基于能量理论的深埋矿山矿柱尺寸设计方法

Pillar Size Design Method for Deep Mine Based on Energy Theory

随着资源开发步入深部开采阶段,深埋矿山开采过程中的动力灾害问题日益突出,传统静力稳定分析方法在应对这些问题时表现出一定的局限性,研究适用于深部矿山的矿柱尺寸设计方法意义重大。本文基于面积承载理论和金属矿山矿柱强度估算方法,以一种动态的视角,从功能转换角度探讨了瞬间回采方式下的矿柱应变能积聚和转化特征,对地下矿体阶段性分层回采这一过程进行简化,提出一种基于可释放能理论的适应不同分层钻爆开挖方式下的矿柱尺寸参数设计方法;依托某工程实例,应用能量法,并与传统强度理论方法进行比较分析,据此建议5组矿柱尺寸参数方案;利用有限差分软件(FLAC3D)对此5种参数方案优化,最终确定了合理的矿柱尺寸设计值。结果表明:矿柱体受动态开挖作用将产生动力响应,诱发产生的动应力和动态变形可达静力分析时的两倍,同时伴随大量能量的积聚;与传统强度计算理论相比,应用能量法可有效地避免快速回采情况下矿柱动力失稳的可能,设计得到的矿柱尺寸参数更偏保守,随着开挖分层数的增多,能量法逐渐趋于和强度静力法等价。经数值模拟优化比选,最终建议该工程矿体分3层回采,矿柱合理宽度为22 m,高度为70 m,基本上可以满足回采过程中安全稳定和经济效益的需求,与工程实际契合较好。

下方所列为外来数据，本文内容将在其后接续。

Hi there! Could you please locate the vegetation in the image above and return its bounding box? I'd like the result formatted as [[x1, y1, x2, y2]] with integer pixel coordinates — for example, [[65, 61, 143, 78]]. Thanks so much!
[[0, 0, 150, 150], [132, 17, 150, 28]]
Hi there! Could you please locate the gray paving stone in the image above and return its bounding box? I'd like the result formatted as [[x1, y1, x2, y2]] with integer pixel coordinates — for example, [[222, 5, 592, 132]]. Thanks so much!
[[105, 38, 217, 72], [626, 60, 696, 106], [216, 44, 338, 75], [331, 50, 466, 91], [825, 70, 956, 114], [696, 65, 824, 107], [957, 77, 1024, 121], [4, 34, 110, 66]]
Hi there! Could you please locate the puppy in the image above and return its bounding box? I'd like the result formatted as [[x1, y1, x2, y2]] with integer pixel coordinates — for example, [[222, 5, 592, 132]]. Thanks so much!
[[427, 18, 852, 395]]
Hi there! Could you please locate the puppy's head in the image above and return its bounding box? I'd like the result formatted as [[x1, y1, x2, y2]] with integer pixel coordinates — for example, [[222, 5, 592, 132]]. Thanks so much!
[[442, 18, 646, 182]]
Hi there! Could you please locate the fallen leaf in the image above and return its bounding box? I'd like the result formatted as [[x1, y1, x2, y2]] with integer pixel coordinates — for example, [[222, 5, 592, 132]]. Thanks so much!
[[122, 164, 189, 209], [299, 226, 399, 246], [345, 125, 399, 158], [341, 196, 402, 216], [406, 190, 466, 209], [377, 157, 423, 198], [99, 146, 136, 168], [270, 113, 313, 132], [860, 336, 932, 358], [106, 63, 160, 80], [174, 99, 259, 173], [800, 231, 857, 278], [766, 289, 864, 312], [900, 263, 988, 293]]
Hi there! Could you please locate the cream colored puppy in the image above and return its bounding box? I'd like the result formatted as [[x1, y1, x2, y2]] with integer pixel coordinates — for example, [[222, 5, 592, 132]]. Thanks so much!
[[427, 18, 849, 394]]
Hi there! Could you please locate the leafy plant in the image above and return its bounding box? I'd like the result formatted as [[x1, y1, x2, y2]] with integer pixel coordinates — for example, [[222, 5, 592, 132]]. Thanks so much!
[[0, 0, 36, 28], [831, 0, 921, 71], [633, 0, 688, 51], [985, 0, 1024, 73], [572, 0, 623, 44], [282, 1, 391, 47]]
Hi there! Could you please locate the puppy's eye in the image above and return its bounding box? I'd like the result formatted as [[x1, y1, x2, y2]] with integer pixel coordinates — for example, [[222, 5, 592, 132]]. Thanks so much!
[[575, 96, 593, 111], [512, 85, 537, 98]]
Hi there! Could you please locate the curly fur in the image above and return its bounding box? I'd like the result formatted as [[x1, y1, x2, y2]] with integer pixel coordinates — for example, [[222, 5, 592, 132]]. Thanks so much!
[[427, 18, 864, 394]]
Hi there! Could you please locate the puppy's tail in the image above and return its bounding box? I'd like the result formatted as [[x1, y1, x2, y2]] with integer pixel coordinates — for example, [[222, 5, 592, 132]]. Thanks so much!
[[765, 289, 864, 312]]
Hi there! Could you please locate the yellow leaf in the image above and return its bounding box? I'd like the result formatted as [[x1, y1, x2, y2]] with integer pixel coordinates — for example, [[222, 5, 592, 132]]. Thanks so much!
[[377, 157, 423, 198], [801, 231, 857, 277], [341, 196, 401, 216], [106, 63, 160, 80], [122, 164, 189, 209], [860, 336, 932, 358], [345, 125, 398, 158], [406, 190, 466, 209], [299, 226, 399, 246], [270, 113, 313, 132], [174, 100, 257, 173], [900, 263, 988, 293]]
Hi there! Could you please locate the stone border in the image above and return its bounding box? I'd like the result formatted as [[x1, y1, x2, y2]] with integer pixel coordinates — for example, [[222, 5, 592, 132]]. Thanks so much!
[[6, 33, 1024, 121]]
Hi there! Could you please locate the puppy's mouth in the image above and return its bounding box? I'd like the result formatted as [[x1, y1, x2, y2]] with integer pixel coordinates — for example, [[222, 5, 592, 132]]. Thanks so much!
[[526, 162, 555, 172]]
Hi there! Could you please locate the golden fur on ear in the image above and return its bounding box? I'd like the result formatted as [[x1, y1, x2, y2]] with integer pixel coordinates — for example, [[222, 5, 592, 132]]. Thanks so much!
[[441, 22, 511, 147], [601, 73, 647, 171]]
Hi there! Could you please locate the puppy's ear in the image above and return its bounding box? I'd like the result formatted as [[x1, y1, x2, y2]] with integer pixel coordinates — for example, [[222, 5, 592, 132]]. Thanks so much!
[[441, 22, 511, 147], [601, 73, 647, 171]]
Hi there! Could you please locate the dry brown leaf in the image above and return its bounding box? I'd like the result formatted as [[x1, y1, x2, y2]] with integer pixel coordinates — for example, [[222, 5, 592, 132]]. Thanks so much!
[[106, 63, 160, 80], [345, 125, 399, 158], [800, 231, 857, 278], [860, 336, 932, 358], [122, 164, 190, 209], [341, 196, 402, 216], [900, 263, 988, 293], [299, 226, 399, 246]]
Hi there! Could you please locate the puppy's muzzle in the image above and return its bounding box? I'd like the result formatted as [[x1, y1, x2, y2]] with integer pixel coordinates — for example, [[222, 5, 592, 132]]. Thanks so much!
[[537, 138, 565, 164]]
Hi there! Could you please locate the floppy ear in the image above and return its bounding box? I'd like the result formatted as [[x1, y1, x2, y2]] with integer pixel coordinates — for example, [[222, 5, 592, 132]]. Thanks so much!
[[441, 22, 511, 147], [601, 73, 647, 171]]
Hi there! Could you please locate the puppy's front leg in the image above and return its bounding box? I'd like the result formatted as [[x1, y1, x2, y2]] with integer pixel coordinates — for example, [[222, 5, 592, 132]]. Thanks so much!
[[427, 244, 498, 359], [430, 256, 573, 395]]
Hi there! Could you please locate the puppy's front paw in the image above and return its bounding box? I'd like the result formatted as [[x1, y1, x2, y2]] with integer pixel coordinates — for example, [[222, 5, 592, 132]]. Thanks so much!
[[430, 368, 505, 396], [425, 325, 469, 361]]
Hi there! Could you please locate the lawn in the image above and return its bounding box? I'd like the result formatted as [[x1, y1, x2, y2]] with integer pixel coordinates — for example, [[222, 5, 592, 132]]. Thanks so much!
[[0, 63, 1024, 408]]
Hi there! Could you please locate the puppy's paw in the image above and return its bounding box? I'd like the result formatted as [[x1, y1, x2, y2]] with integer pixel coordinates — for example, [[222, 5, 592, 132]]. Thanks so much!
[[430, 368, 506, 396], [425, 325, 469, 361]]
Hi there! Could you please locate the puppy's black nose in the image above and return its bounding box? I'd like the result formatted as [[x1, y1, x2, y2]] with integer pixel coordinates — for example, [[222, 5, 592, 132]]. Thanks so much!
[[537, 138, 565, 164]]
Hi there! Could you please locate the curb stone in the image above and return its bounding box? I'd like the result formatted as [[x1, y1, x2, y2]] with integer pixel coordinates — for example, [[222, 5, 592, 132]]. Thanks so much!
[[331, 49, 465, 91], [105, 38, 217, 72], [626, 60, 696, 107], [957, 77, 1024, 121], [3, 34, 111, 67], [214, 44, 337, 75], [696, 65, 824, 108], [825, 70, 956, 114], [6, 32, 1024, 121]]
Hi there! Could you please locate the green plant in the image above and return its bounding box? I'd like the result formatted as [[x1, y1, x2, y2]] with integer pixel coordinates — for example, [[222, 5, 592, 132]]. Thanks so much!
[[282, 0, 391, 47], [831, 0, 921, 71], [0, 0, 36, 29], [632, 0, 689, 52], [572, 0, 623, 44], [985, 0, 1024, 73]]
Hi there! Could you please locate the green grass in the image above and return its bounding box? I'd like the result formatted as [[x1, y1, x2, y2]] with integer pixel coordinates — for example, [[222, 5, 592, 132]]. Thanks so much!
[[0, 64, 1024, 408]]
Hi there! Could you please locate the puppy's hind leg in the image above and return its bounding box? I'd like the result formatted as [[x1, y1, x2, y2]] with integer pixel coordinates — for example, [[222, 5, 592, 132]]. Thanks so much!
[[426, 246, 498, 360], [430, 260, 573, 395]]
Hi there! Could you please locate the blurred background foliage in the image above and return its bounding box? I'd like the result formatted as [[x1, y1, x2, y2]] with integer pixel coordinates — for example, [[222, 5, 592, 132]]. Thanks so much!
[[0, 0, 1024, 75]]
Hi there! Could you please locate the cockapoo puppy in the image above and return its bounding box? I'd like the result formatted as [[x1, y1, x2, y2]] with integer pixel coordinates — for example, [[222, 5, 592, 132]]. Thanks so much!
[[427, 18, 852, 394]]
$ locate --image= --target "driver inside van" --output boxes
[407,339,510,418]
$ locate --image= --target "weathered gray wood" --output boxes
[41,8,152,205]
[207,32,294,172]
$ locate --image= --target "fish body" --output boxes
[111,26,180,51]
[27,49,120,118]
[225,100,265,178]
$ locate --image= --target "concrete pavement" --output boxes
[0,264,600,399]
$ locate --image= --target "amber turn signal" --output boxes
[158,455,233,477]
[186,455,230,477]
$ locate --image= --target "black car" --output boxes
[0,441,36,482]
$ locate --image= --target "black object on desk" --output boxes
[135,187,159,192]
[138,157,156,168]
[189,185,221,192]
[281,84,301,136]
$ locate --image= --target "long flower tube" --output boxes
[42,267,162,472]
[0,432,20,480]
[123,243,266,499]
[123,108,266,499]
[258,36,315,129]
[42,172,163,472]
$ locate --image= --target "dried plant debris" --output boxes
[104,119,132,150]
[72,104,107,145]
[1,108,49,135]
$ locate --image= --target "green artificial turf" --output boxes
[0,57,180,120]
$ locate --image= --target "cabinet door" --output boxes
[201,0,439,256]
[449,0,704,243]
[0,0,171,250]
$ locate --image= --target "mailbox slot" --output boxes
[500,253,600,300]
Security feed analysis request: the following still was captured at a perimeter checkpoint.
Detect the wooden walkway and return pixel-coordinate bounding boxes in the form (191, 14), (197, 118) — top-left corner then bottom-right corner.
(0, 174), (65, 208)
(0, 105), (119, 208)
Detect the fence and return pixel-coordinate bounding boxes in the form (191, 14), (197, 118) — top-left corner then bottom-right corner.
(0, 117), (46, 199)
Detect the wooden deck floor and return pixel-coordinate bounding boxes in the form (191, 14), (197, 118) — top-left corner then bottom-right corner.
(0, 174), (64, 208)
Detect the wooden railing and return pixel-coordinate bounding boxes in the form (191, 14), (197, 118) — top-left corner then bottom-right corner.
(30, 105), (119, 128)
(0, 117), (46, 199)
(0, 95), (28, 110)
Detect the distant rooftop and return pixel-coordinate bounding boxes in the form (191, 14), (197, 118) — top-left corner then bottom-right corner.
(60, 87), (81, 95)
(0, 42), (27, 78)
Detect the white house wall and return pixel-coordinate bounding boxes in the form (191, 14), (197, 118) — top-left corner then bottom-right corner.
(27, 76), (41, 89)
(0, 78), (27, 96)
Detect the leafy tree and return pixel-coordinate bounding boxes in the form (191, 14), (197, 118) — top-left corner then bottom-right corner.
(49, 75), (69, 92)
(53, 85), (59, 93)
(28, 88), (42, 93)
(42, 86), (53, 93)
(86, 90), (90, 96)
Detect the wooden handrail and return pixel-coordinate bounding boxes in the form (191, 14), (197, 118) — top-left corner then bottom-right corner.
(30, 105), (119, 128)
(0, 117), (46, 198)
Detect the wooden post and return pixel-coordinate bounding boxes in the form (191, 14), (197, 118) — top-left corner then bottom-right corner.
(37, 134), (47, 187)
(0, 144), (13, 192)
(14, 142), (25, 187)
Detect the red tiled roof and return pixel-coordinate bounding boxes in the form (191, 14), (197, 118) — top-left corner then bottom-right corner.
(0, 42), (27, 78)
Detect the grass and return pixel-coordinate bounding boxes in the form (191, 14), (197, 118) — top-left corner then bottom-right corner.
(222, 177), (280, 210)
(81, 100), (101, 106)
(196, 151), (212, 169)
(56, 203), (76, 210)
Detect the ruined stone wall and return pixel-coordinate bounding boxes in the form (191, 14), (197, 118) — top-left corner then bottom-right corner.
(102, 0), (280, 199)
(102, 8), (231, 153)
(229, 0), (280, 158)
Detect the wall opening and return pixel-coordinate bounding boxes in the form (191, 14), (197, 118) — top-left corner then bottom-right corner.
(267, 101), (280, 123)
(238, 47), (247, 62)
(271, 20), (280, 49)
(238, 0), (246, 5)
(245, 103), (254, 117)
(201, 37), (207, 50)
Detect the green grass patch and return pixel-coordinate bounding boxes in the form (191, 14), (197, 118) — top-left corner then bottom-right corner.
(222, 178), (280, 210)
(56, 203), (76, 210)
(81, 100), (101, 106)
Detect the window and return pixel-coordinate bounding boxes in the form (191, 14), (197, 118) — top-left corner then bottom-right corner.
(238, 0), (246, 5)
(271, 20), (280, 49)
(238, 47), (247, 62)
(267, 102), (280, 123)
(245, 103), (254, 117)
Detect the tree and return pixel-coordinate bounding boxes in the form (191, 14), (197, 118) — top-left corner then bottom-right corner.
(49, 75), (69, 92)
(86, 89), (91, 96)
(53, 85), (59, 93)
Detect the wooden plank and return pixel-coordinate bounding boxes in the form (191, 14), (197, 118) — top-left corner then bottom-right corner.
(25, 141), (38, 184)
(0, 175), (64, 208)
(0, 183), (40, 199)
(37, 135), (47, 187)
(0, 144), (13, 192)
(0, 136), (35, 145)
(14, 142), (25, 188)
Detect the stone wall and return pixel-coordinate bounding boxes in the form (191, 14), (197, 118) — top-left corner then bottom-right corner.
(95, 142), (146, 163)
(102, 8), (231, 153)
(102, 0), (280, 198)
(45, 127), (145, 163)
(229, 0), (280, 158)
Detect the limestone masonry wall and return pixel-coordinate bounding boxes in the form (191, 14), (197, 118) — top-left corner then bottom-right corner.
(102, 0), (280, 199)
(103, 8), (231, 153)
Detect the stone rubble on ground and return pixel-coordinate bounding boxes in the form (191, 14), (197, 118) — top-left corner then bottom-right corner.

With the development of resources entering the stage of deep mining,the problem of dynamic disasters in the mining process of deep buried mines has become increasingly prominent.When dealing with these problems,the limitations of traditional static stability analysis methods are shown,and it is of great significance to study the design method of pillar size suitable for deep mines.Based on the area bearing theory and the method of estimating pillar strength in metal mines,the characteristics of the pillar strain energy accumulation and transformation under the instantaneous mining method were mainly discussed through the dynamic functional transformation relationship.The process of staged stratified mining of underground ore bodies was simplified,and a design method of pillar size parameters based on the theory of releasable energy was proposed to adapt to different stratified drilling and blasting methods.Relying on an engineering example,the energy method was applied and compared with the traditional strength theory method.Then,five groups of pillar size parameter schemes were proposed,which were further optimized by finite difference software(FLAC3D)to finally determined the reasonable pillar size design value.The research results show that a certain degree of dynamic response occurs inside the mine pillar under the action of dynamic excavation,while the dynamic stress and dynamic deformation that can be twice as high as that of the static analysis were also generated,and a large amount of energy was accumulated at the same time.Compared with the traditional strength calculation theory,by applying the energy method,the possibility of dynamic instability of the pillar in the case of rapid mining can be effectively avoided,and more conservative pillar size parameters were designed.As the number of excavation layers increases,the energy check method gradually tends to be equivalent to the strength static method.After optimization and comparison through numerical simulation,a plan of mining in three times,the width of the mining pillar is 22 m,and the height of 70 m was proposed,which can basically meet the needs of safety,stability and economic benefits during the mining process,and it is in good agreement with the actual engineering.